In 1906 Marie Curie succeeded her late husband as Director of Physics at Sorbonne, becoming the first woman to teach there.

In 1911 Marie had an alleged relationship with a married man called Paul Langevin (1872-1946) that hit the headlines. They rented a flat near the Sorbonne where they met in secret. A former student of Pierre it may well be Marie was only trying to maternally encourage him in his work and encourage him over personal problems.

It is a strange coincidence that Paul Langevin's grandson Michel later married her granddaughter Hélène Langevin-Joliot.

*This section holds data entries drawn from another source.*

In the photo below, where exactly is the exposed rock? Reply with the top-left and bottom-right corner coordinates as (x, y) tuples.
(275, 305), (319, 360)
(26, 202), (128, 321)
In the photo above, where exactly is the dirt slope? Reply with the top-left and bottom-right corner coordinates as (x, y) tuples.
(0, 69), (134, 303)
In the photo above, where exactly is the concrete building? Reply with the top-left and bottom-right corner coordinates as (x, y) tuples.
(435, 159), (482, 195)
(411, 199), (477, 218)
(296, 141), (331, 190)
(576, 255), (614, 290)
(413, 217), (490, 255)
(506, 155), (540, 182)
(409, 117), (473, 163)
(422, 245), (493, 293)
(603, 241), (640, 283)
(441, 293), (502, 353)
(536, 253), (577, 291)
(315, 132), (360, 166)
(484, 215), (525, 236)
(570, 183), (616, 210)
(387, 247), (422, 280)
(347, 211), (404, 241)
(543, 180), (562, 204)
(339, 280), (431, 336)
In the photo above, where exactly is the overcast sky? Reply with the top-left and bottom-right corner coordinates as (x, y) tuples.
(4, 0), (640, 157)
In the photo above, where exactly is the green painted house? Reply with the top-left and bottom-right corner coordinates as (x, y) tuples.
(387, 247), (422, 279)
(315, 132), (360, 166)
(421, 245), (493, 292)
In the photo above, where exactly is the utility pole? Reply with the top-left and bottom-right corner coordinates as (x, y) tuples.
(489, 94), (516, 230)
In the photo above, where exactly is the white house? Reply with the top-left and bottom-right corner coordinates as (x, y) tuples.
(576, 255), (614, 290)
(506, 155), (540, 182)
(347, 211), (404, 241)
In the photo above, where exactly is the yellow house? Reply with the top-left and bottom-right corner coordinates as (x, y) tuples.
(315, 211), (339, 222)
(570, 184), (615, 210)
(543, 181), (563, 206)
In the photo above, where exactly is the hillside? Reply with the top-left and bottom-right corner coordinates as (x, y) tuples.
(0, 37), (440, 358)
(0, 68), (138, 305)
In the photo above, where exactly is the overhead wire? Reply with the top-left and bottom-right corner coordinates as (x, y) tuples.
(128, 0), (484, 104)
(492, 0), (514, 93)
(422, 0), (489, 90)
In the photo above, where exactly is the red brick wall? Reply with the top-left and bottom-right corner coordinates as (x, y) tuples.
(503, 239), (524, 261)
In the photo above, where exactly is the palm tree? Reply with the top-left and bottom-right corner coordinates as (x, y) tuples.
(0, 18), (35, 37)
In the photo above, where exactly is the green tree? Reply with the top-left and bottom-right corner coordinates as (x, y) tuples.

Marie Curie won a Nobel Prize for the second time in 1911 when she won the Nobel Prize in Chemistry. She used  part of the prize money from her second Nobel Prize to re-wallpaper and install a modern bathroom into her Paris home.

Marie Curie was the first person to win a Nobel Prize twice.

Marie Curie

During World War I, she established the first military field radiological centres.

By 1920 Curie was receiving the centre of adulation no scientist had ever received before  and possibly the most famous woman in the world but fame bewildered her. Her struggle to secure that tiny glowing sample of radium and her gender made a media figure paralleled only by Einstein.

Einstein: "Madame Curie is very intelligent but she has the soul of a herring."

In 1921 she was presented with a gram of radium worth $100,000 by the White House. It had been subscribed for by American women.

Curie died on July 4, 1934 at the sanatorium of Sancellemoz (Haute-Savoie), France, due to aplastic anemia brought on by exposure to radiation. The damaging effects of ionising radiation were not known at the time of her work, which had been carried out without the safety measures later developed.

Marie Curie was interred at the cemetery in Sceaux, alongside her husband Pierre. In 1995, in honour of their achievements, the remains of both Curies were transferred to the Panthéon, Paris. Marie Curie was the first woman to be honored with interment in the Panthéon on her own merits.

Marie Curie's notebooks are still radioactive. Researchers hoping to view them must sign a disclaimer.